Лицо у директора института не изменилось, и лишь во всей его плотной, вызывающей уважение фигуре появилась некая затаенность, – плечи слегка приподнялись, глаза, наметив точку над сверкающей, гладкой головой профессора Коротченко, озарились изнутри темной вспышкой. И профессор Коротченко, хотя его старый друг всего лишь недоуменно и равнодушно пожал плечами, сразу утвердился в необходимости предстоящей дискуссии и скорейшего созыва ученого совета, – Одинцов, известный ученый, давал бой враждебной партии, и план сражения поручалось разработать именно ему, профессору Коротченко.

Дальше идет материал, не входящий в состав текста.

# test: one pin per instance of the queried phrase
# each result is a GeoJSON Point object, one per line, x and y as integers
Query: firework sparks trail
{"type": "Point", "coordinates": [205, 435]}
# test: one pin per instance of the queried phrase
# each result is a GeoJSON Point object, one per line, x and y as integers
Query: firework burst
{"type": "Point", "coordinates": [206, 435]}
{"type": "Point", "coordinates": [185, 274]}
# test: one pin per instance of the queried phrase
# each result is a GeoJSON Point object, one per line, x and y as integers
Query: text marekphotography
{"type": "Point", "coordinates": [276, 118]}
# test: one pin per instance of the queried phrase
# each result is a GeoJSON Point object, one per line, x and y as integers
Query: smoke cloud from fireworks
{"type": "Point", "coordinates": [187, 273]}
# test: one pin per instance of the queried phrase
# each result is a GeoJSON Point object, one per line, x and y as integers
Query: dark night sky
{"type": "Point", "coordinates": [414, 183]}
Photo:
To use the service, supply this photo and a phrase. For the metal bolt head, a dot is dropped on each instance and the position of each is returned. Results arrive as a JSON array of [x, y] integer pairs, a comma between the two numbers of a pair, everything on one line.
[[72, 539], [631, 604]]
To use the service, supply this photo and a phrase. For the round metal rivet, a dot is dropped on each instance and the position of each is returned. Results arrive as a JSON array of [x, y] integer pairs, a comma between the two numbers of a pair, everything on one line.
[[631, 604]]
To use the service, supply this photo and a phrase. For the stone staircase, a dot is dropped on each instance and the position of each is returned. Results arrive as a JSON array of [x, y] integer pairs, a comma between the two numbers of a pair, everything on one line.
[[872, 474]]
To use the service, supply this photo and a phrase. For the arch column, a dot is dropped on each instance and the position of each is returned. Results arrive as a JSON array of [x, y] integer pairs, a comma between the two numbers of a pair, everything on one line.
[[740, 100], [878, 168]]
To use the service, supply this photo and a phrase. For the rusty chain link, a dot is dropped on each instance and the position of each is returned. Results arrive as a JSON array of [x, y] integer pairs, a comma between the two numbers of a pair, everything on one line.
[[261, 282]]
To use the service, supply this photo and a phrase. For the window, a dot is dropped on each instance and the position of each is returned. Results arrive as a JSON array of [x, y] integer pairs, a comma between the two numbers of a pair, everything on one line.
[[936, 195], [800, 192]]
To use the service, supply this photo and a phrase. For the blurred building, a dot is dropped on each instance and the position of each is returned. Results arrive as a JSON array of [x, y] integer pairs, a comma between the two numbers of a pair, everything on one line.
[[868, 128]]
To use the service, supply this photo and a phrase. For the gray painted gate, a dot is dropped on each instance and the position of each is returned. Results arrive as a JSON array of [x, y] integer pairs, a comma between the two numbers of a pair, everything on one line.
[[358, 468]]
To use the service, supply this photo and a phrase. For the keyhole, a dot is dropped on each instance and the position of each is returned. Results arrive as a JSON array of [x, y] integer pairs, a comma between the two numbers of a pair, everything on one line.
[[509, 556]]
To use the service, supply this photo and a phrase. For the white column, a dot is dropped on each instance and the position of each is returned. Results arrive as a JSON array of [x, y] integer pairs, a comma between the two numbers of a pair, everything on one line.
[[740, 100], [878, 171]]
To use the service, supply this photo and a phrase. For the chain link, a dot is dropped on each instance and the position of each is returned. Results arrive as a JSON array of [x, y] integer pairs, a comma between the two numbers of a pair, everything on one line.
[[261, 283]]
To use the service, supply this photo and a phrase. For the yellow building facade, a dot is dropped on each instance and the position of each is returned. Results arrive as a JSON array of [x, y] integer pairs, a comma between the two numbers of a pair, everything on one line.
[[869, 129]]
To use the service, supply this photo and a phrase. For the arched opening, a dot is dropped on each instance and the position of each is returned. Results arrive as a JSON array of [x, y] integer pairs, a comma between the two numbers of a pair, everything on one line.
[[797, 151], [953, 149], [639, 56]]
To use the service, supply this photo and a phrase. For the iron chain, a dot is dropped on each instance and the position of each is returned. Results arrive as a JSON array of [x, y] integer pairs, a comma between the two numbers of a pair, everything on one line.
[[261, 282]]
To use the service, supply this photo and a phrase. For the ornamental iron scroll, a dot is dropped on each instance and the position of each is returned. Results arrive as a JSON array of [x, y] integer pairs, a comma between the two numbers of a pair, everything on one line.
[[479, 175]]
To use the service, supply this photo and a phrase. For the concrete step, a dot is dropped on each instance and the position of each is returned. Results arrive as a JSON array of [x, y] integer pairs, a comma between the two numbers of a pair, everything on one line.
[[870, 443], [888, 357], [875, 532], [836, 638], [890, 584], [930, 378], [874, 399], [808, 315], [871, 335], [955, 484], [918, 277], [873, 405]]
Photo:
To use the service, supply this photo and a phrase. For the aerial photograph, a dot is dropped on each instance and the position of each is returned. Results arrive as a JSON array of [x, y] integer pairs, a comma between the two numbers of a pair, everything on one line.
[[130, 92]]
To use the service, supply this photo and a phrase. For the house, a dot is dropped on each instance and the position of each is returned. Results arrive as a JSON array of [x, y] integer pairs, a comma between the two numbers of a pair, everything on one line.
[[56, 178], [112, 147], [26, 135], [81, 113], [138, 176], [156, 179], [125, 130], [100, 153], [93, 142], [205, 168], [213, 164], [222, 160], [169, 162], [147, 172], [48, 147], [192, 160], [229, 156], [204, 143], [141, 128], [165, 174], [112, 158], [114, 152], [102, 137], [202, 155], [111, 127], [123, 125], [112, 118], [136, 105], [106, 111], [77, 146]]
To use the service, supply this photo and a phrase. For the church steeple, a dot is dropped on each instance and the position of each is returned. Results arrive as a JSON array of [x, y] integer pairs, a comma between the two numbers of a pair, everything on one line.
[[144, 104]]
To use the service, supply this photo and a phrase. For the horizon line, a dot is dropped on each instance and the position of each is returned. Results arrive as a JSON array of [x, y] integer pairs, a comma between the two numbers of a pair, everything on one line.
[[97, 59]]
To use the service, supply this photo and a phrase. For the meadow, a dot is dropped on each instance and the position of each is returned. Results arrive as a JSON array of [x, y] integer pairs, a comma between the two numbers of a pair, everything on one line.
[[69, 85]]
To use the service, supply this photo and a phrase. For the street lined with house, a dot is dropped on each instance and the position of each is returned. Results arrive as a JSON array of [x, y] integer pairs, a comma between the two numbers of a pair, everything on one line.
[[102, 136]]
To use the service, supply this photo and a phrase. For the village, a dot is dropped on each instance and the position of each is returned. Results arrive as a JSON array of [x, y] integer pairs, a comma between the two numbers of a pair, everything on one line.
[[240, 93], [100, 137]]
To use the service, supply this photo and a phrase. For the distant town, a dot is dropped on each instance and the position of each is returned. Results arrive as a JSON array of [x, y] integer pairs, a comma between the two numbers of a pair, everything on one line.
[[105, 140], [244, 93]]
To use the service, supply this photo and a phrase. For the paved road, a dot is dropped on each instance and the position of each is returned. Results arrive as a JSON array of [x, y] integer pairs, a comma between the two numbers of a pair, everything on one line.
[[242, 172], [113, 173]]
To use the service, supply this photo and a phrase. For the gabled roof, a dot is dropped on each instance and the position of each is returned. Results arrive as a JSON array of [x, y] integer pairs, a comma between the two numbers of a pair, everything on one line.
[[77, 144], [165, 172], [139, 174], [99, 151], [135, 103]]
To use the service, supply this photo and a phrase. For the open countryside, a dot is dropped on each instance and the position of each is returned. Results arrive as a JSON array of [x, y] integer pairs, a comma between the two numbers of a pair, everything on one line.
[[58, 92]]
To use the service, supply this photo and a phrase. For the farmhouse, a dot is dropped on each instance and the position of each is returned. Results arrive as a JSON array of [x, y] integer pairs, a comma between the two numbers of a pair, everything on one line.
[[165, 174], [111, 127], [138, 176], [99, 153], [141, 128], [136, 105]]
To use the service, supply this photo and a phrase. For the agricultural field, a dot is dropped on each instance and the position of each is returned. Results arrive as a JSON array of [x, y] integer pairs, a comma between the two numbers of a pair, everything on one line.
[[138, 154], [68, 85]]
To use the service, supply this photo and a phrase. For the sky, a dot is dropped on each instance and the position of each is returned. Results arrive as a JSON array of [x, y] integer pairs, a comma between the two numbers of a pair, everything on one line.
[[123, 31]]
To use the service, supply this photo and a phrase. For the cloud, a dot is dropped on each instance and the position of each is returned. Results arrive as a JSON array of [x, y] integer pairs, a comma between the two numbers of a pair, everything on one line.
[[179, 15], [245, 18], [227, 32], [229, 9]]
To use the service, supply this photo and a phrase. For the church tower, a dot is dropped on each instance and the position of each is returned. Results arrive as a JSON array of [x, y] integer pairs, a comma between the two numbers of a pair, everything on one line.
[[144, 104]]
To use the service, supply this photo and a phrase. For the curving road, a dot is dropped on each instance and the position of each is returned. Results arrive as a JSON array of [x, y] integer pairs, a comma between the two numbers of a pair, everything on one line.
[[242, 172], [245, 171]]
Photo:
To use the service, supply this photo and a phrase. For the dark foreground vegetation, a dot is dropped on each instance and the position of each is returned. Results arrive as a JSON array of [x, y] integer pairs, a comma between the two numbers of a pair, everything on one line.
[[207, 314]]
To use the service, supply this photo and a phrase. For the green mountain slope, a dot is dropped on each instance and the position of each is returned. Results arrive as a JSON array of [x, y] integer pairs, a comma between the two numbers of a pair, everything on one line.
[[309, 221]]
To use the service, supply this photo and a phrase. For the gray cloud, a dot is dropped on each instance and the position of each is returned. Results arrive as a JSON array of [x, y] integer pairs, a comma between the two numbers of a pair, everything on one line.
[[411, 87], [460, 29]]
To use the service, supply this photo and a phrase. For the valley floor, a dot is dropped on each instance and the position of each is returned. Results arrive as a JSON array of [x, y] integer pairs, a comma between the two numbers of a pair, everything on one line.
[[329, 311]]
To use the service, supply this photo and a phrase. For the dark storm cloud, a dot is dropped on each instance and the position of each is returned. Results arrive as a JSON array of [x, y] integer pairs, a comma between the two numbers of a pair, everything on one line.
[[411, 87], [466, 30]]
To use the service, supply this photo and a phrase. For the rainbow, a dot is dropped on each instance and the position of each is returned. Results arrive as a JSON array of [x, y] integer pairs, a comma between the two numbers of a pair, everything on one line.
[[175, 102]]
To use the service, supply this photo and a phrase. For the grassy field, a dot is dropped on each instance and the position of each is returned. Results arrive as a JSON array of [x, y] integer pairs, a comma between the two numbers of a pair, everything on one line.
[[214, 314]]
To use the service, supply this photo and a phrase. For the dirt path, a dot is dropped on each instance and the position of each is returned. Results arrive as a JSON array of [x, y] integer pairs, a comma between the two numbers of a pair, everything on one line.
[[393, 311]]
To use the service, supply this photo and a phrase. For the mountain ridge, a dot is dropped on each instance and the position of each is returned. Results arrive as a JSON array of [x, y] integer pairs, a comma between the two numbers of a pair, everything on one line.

– Значит, Вадим, пришел звездный час? – спросил Климентий Яковлевич просто и серьезно. – Давно пора…
– Не нами начато, не нами и окончится, – задумчиво сказал Одинцов. – Все ответственно важные для народа и государства посты должны распределяться на открытом конкурсе талантов, сердца и ума, иначе и народу несладко, и его культура с наукой страдают. Я надеюсь на тебя, Клим, на твою дружбу и опыт, хотя последнее время ты стал каким-то отрешенным, что ли… У тебя все в порядке?
– А у тебя развивается, по-моему; излишняя мнительность, – не остался в долгу и профессор Коротченко. – Вот что значит получить гениального родственничка…
Одинцов глянул как-то по-особому тяжело и даже недовольно.
– А кто сказал, что он такой уж гениальный? Хочешь не хочешь, а цыплят действительно приходится считать по осени.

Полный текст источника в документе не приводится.